If you’re going outdoors, you need to protect yourself from insect bites.
Luckily, building a bug-proof chemical barrier around human hide has never been easier, though it is admittedly confusing because of the variety of protectors promoted as insect repellents.
Some people are naturally attractive to insect pests. I know, because I’m one of those people. Biting bugs will weave their way through a crowd to locate me. Entomologists say it’s a body-chemistry thing.
Lately, there have been “natural” products that do not contain dangerous chemicals. I’ve tried every new repellent that’s come to my attention, and I can testify that they don’t work for me.
Maybe they work for people who are not bug magnets. Fishing in Mexico one year, my fishing companions were using Avon Skin-So-Soft, a skin lotion that certainly smelled better than chemical repellents.
The skin lotion worked for my fishing partners, but it didn’t deter the bugs from biting me.
What works for me is “Diethyl-meta-toluamide, commonly called DEET. It’s a chemical repellent developed for the military in the 1950s. Despite billions spent on subsequent research, nothing challenges the effectiveness of DEET.
The term “repellent” may be a misnomer for the chemical famous for keeping mosquitoes at bay. Laboratory tests prove that mosquitoes will still approach a subject protected by DEET.
When the mosquitoes get too close, the receptors in their antennae are overwhelmed and rendered useless.
Mosquitoes that overdose on DEET wind up in a bug’s version of a drunken stupor that may last as long as an hour. They perch in an out-of-the-way place and sleep it off until their receptors are functioning.
DEET products are available in aerosol or pump containers. To be effective, the repellent must be applied to all exposed skin.
You can read the label to make certain the repellent lists DEET as an active ingredient. The percentage of DEET varies from one product to the next.

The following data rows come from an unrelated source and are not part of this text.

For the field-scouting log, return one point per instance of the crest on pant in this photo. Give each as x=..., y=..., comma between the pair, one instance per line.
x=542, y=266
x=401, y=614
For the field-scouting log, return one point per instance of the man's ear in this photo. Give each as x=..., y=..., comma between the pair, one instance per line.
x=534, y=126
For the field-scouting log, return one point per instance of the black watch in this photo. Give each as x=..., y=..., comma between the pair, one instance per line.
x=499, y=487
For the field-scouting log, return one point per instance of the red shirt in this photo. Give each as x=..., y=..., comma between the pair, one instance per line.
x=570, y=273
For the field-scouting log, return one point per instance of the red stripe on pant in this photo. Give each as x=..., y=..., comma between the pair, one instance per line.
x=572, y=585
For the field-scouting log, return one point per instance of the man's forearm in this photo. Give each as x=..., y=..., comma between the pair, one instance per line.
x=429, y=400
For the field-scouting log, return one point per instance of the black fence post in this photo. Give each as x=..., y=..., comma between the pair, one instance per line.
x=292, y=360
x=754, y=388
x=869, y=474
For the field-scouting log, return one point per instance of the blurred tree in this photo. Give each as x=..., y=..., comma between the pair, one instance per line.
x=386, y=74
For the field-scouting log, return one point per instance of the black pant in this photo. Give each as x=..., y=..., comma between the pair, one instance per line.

Children should use a repellent with less than 10 percent DEET.
While DEET is effective against mosquitoes, there’s another chemical repellent called permethrin that works better on ticks and chiggers. Permethrin, also developed for military use, is the active ingredient in a product called Permanone.
You do not apply Permanone to your skin. You spray it on your clothing, early enough to allow the chemical to dry before donning the clothes.
Permethrin will actually kill ticks and chiggers on contact. Applied properly, Permanone will stay effective through several washings.
How effective are these chemical barriers? So effective that I can use them correctly, then go into the spring turkey woods, sit on the ground with my back against a tree and never be bitten by a mosquito, a tick or a chigger.